Florida’s emergency response teams are counting their blessings as Dorian, once a Category 5 hurricane, leaves behind a minimal mark on the state.
As the storm winded its way up the east coast, Wednesday, Florida’s Emergency Operations Center in Tallahassee was winding down. Staff levels dropped 25 percent by the end of the day. Officials expected to cease Dorian response at the EOC in the near future, once impacts to the northeastern part of Florida could be assessed.
“Obviously, everyone is breathing a sigh of relief,” Emergency Management Director Jared Moskowitz said.
Moskowitz told reporters initial damage reports suggested minor impacts across the state. Limited power outages, some flooding and beach erosion.
“With Hurricane Dorian moving past Florida, our state agencies and personnel are focusing on recovery and restoration efforts along the East Coast,” Governor Ron DeSantis said in a news release. “Florida is blessed to have some of the best emergency management officials and first responders in the nation and I could not be prouder to lead such a talented and selfless team of public servants.”
Emergency management officials believed recovery would be quick. But, they urged Floridians to be prepared for the next storm. Hurricane season has only reached its peak.
The state spent days preparing for Dorian. People stocked up on supplies.
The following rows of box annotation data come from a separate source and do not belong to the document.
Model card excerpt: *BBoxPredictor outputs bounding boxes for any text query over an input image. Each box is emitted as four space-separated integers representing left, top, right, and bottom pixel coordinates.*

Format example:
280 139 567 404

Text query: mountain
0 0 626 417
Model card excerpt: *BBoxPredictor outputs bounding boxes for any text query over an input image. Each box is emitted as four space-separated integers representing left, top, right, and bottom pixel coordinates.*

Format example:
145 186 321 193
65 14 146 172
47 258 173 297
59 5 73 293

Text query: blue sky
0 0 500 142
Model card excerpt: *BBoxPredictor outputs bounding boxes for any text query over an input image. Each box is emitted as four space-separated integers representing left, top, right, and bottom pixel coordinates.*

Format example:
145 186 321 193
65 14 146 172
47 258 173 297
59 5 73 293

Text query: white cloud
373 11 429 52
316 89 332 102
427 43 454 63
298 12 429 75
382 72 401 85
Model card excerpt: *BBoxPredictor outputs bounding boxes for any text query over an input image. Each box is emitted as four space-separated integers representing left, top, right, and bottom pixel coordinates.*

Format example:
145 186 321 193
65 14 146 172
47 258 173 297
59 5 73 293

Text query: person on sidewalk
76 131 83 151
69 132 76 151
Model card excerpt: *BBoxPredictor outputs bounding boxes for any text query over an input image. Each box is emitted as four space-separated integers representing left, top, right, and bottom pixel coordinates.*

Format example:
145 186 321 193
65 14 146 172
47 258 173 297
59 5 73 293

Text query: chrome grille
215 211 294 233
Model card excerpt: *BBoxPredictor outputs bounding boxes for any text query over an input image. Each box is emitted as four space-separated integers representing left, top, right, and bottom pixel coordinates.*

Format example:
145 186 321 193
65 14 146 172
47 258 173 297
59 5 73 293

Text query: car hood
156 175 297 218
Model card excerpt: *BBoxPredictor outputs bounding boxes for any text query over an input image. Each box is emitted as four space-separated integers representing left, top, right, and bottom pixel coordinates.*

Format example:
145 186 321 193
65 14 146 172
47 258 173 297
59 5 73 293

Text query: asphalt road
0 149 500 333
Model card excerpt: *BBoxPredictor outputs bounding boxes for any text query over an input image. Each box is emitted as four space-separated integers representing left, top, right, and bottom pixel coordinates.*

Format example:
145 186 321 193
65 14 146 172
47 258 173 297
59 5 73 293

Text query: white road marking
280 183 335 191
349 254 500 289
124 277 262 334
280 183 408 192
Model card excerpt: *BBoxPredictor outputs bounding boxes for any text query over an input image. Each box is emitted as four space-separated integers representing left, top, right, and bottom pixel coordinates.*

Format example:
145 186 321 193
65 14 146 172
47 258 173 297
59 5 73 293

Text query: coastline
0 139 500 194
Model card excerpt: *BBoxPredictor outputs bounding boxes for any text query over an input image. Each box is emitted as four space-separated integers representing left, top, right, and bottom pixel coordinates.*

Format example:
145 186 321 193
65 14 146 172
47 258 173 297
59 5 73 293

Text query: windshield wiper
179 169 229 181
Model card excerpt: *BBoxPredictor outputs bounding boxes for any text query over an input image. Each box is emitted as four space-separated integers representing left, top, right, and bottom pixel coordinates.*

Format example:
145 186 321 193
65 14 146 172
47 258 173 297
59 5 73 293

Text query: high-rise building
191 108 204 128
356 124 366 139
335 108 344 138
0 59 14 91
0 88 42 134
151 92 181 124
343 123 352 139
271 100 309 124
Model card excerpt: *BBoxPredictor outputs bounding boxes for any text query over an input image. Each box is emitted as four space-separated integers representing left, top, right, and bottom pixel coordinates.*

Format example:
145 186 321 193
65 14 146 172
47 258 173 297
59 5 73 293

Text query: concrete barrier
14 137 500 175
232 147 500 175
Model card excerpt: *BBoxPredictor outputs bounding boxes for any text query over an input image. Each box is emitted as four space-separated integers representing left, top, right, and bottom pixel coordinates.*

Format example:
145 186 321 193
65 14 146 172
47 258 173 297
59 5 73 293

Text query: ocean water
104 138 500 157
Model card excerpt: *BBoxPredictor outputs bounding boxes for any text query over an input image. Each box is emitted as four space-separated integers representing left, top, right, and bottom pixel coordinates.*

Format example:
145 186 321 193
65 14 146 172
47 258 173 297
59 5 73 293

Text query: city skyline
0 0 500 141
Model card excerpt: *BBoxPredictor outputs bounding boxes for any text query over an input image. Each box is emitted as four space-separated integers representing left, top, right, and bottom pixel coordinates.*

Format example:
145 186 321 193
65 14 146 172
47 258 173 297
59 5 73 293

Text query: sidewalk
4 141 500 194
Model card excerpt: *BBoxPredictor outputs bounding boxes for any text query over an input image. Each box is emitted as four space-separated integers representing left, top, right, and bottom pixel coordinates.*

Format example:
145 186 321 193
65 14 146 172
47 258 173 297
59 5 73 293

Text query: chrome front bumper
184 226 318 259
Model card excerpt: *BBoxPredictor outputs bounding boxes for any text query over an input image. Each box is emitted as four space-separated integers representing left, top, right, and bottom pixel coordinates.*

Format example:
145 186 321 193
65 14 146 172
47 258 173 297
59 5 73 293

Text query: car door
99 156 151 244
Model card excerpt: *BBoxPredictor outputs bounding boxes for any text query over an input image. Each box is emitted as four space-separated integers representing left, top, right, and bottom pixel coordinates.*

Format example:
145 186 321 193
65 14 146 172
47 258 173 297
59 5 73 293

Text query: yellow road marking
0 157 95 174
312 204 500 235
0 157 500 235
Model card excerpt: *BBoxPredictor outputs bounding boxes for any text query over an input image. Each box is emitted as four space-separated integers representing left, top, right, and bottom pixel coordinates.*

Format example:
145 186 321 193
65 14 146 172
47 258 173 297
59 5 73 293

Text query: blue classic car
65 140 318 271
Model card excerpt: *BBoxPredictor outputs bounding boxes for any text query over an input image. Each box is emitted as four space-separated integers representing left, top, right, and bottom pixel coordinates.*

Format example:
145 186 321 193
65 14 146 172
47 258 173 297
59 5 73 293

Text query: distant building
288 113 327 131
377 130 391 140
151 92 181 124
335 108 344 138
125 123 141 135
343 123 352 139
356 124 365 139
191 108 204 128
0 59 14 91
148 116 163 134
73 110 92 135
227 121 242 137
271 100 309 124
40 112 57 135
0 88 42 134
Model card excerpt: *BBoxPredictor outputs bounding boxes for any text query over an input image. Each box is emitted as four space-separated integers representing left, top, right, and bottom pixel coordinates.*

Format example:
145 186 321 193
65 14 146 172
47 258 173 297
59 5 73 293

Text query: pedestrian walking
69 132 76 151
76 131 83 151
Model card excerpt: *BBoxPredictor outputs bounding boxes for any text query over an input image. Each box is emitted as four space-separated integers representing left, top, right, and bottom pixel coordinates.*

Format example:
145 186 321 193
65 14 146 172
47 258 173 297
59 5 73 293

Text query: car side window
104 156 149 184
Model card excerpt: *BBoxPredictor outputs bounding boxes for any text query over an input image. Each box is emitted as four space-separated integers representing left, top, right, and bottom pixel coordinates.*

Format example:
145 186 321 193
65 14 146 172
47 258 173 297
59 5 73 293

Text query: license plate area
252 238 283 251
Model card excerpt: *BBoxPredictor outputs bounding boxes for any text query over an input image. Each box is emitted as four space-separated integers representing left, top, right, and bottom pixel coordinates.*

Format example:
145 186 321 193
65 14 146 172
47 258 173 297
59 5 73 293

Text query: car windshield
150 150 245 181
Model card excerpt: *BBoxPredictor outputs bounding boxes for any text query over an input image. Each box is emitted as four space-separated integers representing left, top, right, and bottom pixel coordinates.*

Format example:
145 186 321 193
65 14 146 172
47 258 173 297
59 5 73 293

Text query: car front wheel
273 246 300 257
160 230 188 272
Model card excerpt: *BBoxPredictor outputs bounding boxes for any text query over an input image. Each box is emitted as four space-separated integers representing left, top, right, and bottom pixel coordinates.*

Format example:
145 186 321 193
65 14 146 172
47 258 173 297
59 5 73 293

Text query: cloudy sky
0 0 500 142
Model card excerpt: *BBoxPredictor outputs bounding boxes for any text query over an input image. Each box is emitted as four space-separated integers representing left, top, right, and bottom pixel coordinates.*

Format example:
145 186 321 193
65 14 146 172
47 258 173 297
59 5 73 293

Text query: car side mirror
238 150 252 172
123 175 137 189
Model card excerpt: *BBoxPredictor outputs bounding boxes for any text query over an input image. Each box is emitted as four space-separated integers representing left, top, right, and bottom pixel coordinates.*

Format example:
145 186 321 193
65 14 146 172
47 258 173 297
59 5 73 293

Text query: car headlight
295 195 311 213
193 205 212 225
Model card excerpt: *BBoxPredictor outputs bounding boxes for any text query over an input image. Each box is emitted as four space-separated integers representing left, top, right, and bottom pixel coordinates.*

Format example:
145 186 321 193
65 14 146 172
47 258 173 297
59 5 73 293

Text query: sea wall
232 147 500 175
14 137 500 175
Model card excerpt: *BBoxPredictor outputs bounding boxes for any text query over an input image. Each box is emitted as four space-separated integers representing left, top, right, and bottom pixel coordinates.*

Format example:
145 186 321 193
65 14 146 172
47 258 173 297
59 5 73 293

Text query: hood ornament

Mandatory evacuations were placed in coastal counties. Authorities set up more than 100 shelters and had thousands of guardsmen ready for deployment.
“This was the appropriate level of response,” Moskowitz said. “This was the strongest storm ever to pull up to our doorstep on this side of the state. There’s not going to be any Monday-morning quarterbacking of did we over prepare. The opposite of that is we would have 'underprepared' for a Category 5 storm."
For many, eyes now turn to help the storm-ravaged Bahamas. Private efforts have already been established across the state. Even major companies like Disney offering to donate funds to the island nation.
Florida’s Ag Commissioner Nikki Fried suggested the aid Florida amassed— food and water— could be shipped to the Bahamas, which looked to need it more.
“As we know, Florida first, Americans first,” she said. “But, we also have a moral obligation on the global level to make sure we’re helping our friends.”